My guilt turns to indignation as I glare down at him. “Close my eyes and walk? Are you drunk testing me, right now?” Of all the…

“You bet your ass I am. Heel to toe. Ten steps.” He points a finger at the floor.

“Nine.”

“What?” His brows draw together.

“It’s nine steps, not ten.” I cross my arms in front of my chest with a smug grin.

“How would you know?”

“I’m doing penance, why?” I shoot him a pointed look.

“That’s stupid.” He ignores my question. “Nine is such a random number.”

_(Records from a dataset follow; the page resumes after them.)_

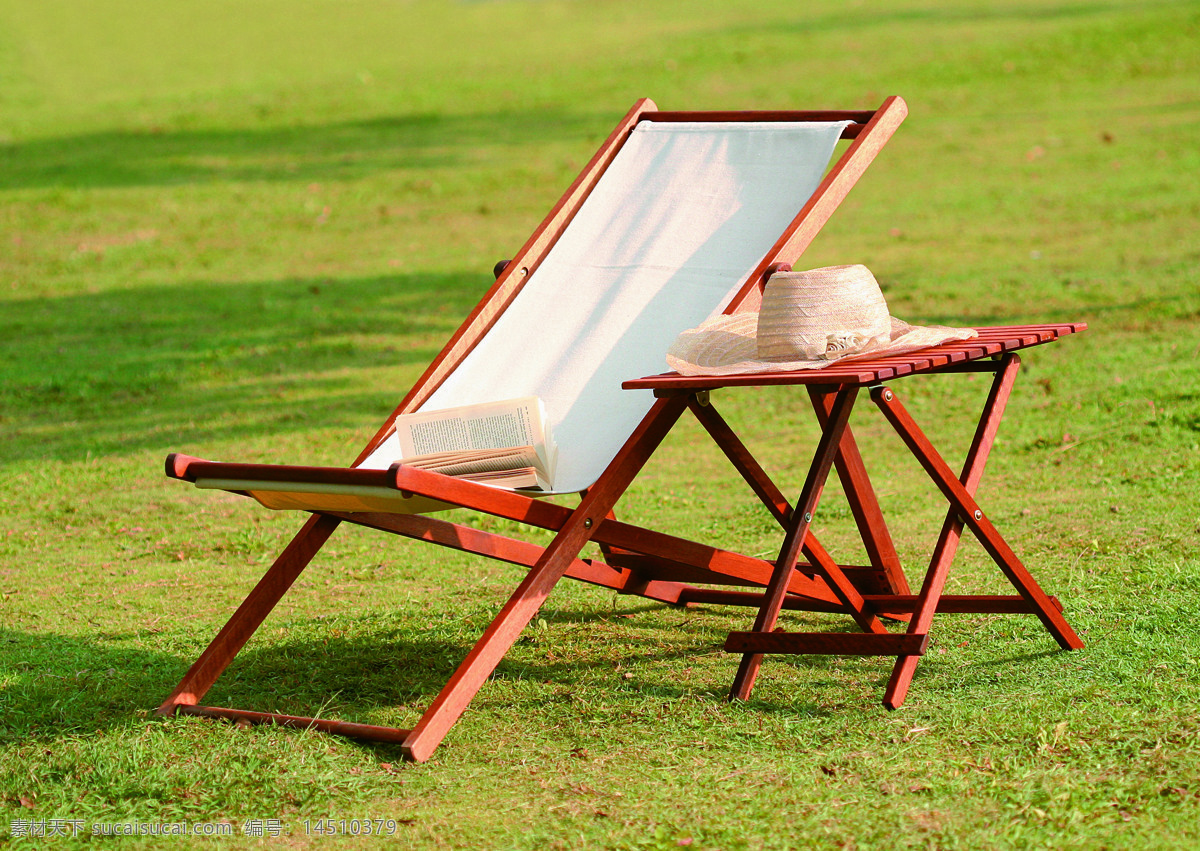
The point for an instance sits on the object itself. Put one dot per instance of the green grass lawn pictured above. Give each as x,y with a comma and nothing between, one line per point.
241,229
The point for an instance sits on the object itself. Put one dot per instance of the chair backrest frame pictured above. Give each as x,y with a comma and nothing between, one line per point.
868,132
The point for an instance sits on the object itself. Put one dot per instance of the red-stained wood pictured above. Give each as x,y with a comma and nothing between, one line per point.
868,142
864,505
991,341
251,613
742,460
533,591
645,562
947,604
952,528
798,527
973,516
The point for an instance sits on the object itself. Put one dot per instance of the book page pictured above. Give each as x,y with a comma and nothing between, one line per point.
491,425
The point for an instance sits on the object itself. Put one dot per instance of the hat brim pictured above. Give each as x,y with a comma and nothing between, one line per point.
726,346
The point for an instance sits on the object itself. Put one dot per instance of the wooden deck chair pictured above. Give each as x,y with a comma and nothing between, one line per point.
677,217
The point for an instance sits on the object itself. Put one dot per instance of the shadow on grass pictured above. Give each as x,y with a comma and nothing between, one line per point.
179,366
333,151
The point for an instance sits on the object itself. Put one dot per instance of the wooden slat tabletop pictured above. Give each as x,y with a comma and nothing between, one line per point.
994,340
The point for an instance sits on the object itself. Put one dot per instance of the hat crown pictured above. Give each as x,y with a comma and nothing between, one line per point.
821,313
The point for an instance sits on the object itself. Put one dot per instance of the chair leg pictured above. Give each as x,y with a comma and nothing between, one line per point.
952,528
864,505
798,527
964,510
251,613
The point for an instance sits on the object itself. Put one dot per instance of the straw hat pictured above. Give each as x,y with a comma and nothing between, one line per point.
808,319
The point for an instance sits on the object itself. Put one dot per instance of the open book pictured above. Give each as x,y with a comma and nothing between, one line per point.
505,443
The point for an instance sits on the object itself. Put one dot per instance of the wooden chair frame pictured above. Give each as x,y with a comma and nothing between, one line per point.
833,391
636,561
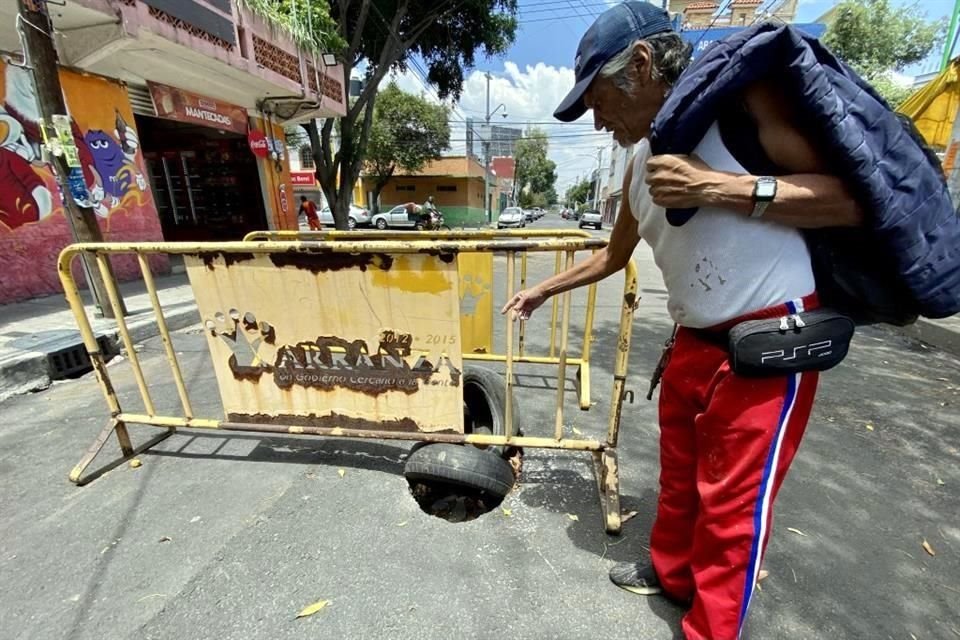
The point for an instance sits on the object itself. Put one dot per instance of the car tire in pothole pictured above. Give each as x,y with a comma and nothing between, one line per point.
484,398
460,466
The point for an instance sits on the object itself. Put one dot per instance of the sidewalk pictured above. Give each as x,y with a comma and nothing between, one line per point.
39,336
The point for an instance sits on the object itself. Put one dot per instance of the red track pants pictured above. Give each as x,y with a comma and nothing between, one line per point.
726,443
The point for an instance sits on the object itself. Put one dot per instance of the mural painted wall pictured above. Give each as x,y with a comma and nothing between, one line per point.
33,228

“Which is why they use it.” I fight not to roll my eyes as I sigh. “If you can’t remember the number you’re just as guilty as if you can’t walk the line. Where is the line anyway?” I pretend to look around the floor for a line we both know isn’t there.

“Just walk. If you topple over, you fail.”

Holding my arms out to the side for balance—which you can’t do but Frosty apparently doesn’t know that—I take my nine steps, turn around, and take nine back. “Satisfied?”

“No. Stand on one leg.”

“Should I pat my head and rub my stomach, too?”

“Yes, actually.” He gives me a wicked smirk, which I’d find amusing if he wasn’t seriously testing my patience.

I lift my leg, but instead of rubbing my stomach I hold my arm toward him and lift my middle finger. “We done here?”

“Almost. Say the alphabet backward.”

“That’s not part of the test.”

“My program, my rules.” If he wasn’t so fucking proud of himself, I might applaud his effort, but that sickly sweet smile begs me to one up him.

“Z. Y. W. No, X. Fuck—This is a worthless test. I can’t recite the alphabet backward, period. Either put me on the slope with Max or send me home.”

At this point, I’m not even sure which I want him to do.

Before I walked through the door my plan was to get kicked out, but bringing up Max…

I shouldn’t ride, not because I’m hungover and exhausted but because I need to put as much distance as possible between me and the mountain.

I don’t want to be the guy that disappoints him though, so if Hayden says I’m good I’ll give the kid what he wants. Only the kid, though. No one else.

“You better hope that kid does those turns you’ve got him convinced he can do.” Hayden’s soft declaration echoes louder than his pissed-off tirade from a few minutes earlier, probably because it reeks more of disappointment than defeat.

And it leaves me feeling numb.

I’ve been aiming for numb for months, so why am I not satisfied?